After that, "I was so many places," Sister Juanita says. "St. Vincent de Paul in Newport, St. Michael in Kalida (Ohio), Holy Spirit in Newport for 16 years, Corbin for 8, St. Philip here in Melbourne for 2 years, St. Aloysius in Covington for 2, St. Bernard in Dayton.... I was principal for 31 years and taught every grade from first to eighth."

Sister Juanita's primary concern has always been for her students. When four Newport schools were being merged, she recruited teachers from each of the closing schools to work at the junior high, where she was principal. "That was a lot of work, and a lot of heartbreak for the kids. They needed to feel wanted and loved. I wanted to make sure they had at least one familiar face among the staff after the merger."

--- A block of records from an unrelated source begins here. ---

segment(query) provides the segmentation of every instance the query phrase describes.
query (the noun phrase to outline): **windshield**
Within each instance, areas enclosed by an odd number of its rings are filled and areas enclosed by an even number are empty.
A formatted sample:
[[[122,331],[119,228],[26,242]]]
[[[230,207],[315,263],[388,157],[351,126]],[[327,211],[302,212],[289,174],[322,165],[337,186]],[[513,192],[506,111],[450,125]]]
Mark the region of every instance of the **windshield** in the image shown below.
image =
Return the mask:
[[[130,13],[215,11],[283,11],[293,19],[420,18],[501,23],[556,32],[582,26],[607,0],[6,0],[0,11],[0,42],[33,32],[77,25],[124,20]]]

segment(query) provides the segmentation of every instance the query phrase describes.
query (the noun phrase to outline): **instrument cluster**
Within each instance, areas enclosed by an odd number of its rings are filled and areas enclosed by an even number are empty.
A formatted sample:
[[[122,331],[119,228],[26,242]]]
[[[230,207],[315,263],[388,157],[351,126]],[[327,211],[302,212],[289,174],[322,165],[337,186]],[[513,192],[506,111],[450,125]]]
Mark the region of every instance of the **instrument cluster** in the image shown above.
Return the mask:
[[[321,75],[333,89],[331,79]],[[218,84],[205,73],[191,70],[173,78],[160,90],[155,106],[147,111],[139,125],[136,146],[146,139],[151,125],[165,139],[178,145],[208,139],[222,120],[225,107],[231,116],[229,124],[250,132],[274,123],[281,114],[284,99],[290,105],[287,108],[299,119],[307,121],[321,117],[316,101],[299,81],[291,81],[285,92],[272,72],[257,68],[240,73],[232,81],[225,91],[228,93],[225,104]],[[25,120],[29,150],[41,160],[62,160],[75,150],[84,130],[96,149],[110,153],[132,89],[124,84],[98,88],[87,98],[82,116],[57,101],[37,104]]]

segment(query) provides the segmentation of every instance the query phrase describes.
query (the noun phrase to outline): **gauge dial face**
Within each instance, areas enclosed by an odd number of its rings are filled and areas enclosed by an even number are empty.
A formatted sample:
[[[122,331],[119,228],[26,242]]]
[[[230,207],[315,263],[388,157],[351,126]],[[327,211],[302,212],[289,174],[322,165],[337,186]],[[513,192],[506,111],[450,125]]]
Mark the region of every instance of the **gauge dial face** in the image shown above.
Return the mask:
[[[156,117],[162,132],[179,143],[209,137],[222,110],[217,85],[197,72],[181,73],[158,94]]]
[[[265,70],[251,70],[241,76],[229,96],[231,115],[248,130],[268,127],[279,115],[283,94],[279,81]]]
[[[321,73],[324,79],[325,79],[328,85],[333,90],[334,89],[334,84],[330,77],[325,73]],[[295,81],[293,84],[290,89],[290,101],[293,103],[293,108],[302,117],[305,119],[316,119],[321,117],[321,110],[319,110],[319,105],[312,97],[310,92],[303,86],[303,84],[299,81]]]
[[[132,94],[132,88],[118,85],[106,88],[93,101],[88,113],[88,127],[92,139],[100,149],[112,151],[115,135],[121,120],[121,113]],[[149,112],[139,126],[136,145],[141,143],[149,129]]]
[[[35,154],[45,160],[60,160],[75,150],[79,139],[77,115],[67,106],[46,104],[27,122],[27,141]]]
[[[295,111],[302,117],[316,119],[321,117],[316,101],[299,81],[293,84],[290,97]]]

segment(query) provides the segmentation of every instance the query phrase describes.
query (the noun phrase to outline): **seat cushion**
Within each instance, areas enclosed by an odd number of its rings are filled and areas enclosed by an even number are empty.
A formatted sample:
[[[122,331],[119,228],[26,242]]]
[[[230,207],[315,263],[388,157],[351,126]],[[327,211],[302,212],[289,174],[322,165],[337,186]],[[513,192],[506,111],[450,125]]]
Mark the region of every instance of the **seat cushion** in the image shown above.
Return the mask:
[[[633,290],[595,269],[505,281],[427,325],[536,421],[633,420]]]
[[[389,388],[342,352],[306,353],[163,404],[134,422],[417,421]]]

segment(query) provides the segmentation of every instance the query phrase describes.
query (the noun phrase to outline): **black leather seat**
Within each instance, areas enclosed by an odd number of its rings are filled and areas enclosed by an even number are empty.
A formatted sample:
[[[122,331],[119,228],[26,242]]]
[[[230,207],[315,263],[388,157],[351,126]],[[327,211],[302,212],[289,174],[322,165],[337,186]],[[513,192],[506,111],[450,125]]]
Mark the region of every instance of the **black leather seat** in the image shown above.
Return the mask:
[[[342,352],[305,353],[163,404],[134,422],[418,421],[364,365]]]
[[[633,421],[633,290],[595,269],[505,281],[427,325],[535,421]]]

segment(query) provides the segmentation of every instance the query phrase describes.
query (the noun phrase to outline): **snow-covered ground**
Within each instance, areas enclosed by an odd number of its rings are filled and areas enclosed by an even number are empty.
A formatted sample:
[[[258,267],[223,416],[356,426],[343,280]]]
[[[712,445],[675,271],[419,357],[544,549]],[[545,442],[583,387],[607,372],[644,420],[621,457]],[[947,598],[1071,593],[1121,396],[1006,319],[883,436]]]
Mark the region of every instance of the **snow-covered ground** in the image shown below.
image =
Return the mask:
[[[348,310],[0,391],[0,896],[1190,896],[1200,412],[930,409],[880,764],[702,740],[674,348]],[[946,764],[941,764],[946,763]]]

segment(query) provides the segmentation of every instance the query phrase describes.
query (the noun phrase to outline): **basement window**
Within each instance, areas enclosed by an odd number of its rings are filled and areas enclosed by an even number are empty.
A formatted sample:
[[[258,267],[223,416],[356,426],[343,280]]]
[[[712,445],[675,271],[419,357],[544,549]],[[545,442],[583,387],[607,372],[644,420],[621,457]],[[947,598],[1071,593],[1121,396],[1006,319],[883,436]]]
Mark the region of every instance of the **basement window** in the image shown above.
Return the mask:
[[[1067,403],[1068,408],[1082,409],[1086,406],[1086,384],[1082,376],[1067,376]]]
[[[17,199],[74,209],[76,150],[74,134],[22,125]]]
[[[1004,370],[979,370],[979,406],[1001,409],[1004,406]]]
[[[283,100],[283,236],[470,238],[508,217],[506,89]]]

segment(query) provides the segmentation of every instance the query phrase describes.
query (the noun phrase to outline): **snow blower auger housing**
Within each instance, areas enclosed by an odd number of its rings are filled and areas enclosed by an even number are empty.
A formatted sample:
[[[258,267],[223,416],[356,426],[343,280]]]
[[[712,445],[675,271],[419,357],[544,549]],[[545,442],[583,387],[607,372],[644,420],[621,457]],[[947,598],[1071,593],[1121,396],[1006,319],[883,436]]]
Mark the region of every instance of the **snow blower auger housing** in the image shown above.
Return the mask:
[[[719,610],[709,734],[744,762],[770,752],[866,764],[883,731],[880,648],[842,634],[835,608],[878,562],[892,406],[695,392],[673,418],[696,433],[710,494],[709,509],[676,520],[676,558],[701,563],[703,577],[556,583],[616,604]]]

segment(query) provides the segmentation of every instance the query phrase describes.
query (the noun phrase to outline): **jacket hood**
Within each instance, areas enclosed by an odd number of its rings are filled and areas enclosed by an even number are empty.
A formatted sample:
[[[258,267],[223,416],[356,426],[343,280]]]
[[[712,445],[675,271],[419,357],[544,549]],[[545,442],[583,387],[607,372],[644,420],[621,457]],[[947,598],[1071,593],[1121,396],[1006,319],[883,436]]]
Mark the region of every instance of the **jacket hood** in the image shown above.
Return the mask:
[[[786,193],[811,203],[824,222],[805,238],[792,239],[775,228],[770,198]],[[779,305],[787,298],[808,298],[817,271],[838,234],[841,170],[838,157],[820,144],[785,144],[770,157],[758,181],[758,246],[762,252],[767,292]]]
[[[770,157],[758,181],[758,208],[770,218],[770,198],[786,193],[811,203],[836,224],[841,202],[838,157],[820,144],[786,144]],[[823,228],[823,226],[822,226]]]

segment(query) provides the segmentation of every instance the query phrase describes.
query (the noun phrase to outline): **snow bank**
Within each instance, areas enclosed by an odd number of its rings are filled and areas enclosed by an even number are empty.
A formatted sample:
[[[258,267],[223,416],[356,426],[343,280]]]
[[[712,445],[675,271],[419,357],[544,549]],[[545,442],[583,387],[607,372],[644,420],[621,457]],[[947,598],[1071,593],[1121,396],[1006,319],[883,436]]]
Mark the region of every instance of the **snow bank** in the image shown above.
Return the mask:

Through the years, Sister Juanita has collected a wall full of awards and a scrapbook of accolades. She was named Outstanding Woman of Northern Kentucky in 1997 and received an outstanding service award from the Diocese of Covington, Kentucky. The schools where she worked were likewise showered with honors, for everything from academic achievement to multicultural events.

"Not quite a third of our students [at St. Camillus] were Catholic," she says. Many residents of the area had international roots and sent their children to St. Camillus for an excellent education. " We had students from countries around the world, including Sri Lanka, Hong Kong, India, and the Philippines. We had a lot of parents who were very involved, too, so it made for a rich learning experience."

"We won many, many awards over the years," Sister Juanita says. "We [the Congregation of Divine Providence] celebrated 100 years in Corbin while I was there. They gave us the key to the city. When a public school was built on the former site of St. Camillus, they kept a small remnant of our building in a park there. They always said that they could not be the school they are today if it weren't for the Sisters and St. Camillus."

Sister Juanita is now the assistant animator at Holy Family Home in Melbourne, Kentucky. She organizes outings and activities, prepares the dining room for celebrations, and works to enhance the Sisters' lives in many ways.

Two other Nadicksbernd sisters are also CDPs living at Holy Family, and Sister Juanita's brother, Father Elmer Nadicksbernd, SVD, serves as chaplain for the community.

Even with 60 years of consecrated life, how has one woman managed to make an impact on so many people, in so many places? Sister Juanita offers this perspective:

"You just do it without knowing it. You just do your job and later--maybe--you find out what it meant to people."